Integral $\int \frac{dx}{\tan x + \cot x + \csc x + \sec x}$ $$\int \frac{dx}{\tan x + \cot x + \csc x + \sec x}$$
$$\tan x + \cot x + \csc x + \sec x=\frac{\sin x + 1}{\cos x} +\frac{\cos x + 1}{\sin x} $$
$$= \frac{\sin x +\cos x +1}{\sin x \cos x}$$
$$t= \tan {\frac{x}{2}}$$
On solving ,
$$\frac{1}{\tan x + \cot x + \csc x + \sec x}=\frac{t(1- t)}{1+ t^2}$$
$$\implies \int \frac{\tan {\frac{x}{2}}(1-\tan {\frac{x}{2}})}{1+\tan^2 {\frac{x}{2}}}{dx}$$
I think, I have made the things more difficult. How can I proceed further? Is there any better substitution for it?

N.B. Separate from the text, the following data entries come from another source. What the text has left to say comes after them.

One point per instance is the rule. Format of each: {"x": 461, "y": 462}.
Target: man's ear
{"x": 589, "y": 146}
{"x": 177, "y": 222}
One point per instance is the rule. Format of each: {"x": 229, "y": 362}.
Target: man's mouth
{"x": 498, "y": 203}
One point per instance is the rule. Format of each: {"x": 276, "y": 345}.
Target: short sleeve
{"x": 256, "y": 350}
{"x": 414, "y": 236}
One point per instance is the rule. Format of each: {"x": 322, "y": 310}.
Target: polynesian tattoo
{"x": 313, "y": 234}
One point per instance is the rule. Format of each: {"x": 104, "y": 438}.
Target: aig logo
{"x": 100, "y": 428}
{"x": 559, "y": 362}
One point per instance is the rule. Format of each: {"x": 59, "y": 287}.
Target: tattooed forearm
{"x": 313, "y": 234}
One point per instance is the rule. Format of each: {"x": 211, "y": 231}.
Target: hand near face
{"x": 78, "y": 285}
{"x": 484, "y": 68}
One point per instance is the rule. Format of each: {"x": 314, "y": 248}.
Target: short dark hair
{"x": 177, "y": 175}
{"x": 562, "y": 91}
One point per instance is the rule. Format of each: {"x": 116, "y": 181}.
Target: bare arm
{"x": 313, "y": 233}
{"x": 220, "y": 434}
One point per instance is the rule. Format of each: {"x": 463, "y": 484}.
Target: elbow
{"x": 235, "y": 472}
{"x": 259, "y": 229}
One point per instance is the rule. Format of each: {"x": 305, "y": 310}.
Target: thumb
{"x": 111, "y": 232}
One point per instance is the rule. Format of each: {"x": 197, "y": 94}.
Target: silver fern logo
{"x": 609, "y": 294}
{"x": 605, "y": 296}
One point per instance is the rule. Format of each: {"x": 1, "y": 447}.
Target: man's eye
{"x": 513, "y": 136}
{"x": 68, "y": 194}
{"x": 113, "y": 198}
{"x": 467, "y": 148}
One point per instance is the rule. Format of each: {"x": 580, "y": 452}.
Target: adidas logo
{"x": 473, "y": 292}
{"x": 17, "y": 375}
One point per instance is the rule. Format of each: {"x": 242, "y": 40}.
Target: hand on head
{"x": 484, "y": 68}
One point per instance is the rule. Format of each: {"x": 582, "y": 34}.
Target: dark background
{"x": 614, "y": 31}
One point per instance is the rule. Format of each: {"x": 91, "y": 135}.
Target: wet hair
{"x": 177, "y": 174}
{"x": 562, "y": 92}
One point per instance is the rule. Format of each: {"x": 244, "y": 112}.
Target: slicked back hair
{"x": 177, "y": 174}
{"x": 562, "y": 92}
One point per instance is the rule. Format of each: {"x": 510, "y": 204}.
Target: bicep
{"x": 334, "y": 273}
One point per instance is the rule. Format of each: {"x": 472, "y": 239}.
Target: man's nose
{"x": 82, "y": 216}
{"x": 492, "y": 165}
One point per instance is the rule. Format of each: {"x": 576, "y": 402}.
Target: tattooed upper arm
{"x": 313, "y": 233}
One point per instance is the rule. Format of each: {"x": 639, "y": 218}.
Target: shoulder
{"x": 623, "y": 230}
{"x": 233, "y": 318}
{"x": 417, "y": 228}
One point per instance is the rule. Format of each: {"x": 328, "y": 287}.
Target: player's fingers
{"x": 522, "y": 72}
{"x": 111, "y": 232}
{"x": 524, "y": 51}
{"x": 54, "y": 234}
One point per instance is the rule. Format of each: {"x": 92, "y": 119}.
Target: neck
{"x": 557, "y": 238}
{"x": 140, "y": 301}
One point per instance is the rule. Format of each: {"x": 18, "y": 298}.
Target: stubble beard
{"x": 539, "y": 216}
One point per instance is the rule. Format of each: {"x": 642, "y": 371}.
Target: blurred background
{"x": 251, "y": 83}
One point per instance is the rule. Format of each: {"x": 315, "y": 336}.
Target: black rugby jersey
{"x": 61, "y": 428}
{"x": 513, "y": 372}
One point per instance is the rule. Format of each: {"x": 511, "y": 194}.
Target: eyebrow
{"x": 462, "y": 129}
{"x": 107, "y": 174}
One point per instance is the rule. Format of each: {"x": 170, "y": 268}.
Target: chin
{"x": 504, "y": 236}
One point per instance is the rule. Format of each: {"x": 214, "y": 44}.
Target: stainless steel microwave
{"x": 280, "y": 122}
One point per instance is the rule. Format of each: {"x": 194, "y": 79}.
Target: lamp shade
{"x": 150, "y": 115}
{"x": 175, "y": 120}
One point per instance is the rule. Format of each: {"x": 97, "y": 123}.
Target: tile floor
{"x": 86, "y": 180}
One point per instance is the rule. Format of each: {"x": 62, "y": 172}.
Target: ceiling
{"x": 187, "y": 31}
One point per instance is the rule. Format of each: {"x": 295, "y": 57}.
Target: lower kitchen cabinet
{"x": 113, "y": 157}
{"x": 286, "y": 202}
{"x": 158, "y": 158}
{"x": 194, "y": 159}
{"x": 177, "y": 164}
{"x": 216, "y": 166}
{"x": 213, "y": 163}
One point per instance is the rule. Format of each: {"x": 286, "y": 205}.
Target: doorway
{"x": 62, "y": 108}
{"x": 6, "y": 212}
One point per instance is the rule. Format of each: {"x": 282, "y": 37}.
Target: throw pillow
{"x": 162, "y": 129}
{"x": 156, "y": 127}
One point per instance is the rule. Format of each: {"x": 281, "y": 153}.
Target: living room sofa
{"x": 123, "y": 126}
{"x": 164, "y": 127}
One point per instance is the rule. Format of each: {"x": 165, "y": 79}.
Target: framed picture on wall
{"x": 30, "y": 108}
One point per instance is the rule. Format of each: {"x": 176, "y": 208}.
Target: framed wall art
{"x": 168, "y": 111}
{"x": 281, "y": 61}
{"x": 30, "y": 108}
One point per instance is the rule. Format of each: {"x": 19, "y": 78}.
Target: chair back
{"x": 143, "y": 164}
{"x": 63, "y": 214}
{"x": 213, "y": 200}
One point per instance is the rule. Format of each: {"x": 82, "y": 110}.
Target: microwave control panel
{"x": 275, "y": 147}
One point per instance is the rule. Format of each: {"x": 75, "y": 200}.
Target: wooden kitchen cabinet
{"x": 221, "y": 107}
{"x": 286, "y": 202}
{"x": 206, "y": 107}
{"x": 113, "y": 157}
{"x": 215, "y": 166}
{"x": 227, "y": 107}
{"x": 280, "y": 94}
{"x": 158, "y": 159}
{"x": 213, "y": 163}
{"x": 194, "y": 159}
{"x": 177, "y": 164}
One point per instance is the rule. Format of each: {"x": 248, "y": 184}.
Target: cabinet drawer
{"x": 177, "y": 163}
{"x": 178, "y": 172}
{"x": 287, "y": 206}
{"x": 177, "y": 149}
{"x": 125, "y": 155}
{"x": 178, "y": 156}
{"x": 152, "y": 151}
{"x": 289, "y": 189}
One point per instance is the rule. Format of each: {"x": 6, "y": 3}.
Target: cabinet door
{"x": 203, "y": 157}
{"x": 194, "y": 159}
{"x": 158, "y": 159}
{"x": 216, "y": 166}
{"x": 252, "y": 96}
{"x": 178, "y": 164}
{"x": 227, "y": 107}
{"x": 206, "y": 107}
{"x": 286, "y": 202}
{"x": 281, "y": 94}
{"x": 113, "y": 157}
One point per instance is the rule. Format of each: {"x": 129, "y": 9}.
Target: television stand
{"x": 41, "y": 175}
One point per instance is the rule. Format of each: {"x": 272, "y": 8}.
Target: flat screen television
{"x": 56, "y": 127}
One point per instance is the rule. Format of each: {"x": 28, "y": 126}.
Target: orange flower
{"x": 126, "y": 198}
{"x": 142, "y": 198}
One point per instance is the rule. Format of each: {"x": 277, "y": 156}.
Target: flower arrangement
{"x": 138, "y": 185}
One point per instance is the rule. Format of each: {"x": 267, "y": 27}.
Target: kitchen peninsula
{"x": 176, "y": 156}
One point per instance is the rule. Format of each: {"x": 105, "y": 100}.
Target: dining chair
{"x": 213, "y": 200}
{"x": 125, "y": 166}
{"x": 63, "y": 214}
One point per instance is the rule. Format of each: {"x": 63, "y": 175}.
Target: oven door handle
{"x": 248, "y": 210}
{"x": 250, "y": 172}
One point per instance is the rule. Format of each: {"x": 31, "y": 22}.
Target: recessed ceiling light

 A: $\displaystyle\int \frac{dx}{\tan x + \cot x + \csc x + \sec x}=$
$\displaystyle\int\frac{\sin x\cos x}{1+\sin x+\cos x}\,dx=\int\frac{\sin x\cos x}{1+\sin x+\cos x}\cdot\frac{1-(\sin x+\cos x)}{1-(\sin x+\cos x)}\,dx$
$=\displaystyle\int\frac{\sin x\cos x(1-(\sin x+\cos x))}{1-(\sin x+\cos x)^2}\,dx=\int\frac{\sin x\cos x-\sin^2 x\cos x-\cos^2x\sin x}{-2\sin x\cos x}\,dx$
$\displaystyle=-\frac{1}{2}\int(1-\sin x-\cos x)\,dx=\frac{1}{2}(-x-\cos x+\sin x)+C$
A: $$\begin{aligned}\int \frac{1}{\frac{\sin(x)}{\cos(x)}\:+\:\frac{\cos(x)}{\sin(x)}\:+\:\frac{1}{\sin(x)}\:+\:\frac{1}{\cos(x)}}dx
& = \int \:\frac{\sin \:\left(2x\right)}{2\left(\cos \:\left(x\right)+\sin \:\left(x\right)+1\right)}dx
\\& =\frac{1}{2}\cdot \int \:\frac{\sin \left(2x\right)}{\cos \left(x\right)+\sin \left(x\right)+1}dx
\\& =\frac{1}{2}\cdot \frac{1}{2}\cdot \int \:\frac{\sin \left(t\right)}{\sin \left(\frac{t}{2}\right)+\cos \left(\frac{t}{2}\right)+1}dt
\\& =\frac{1}{2}\cdot \frac{1}{2}\cdot \int \:\sin \left(\frac{t}{2}\right)+\cos \left(\frac{t}{2}\right)-1dt
\\& =\color{red}{\frac{1}{4}\left(-2x+2\sin \left(x\right)-2\cos \left(x\right)\right)+C}
\end{aligned}$$
Applyied substitution: $$\color{blue}{t=2x,\quad \:dt=2dx}$$
A: A trigonometric formula can be used：
\begin{align}
&(\sin x+\cos x+1)(\sin x+\cos x-1)=\sin 2x\\
I&=\int\frac{\sin x\cos x}{\sin x+\cos x+1}dx=\int\frac{1}{2}(\sin x+\cos x-1)dx=\frac{1}{2}(-\cos x+\sin x-x)+C\\
\end{align}
A: $$\begin{aligned}\int \frac{d x}{\tan x+\cot x+\csc x+\sec x}&=\int \frac{\cos x \sin x}{1+\cos x+\sin x} d x \\&= -\frac{1}{2} \int \frac{1-(\cos x+\sin x)^2}{1+\cos x+\sin x} d x \\& = -\frac{1}{2} \int(1-\cos x-\sin x) d x\\&= \frac{1}{2}(-x+\sin x-\cos x)+C\end{aligned}  $$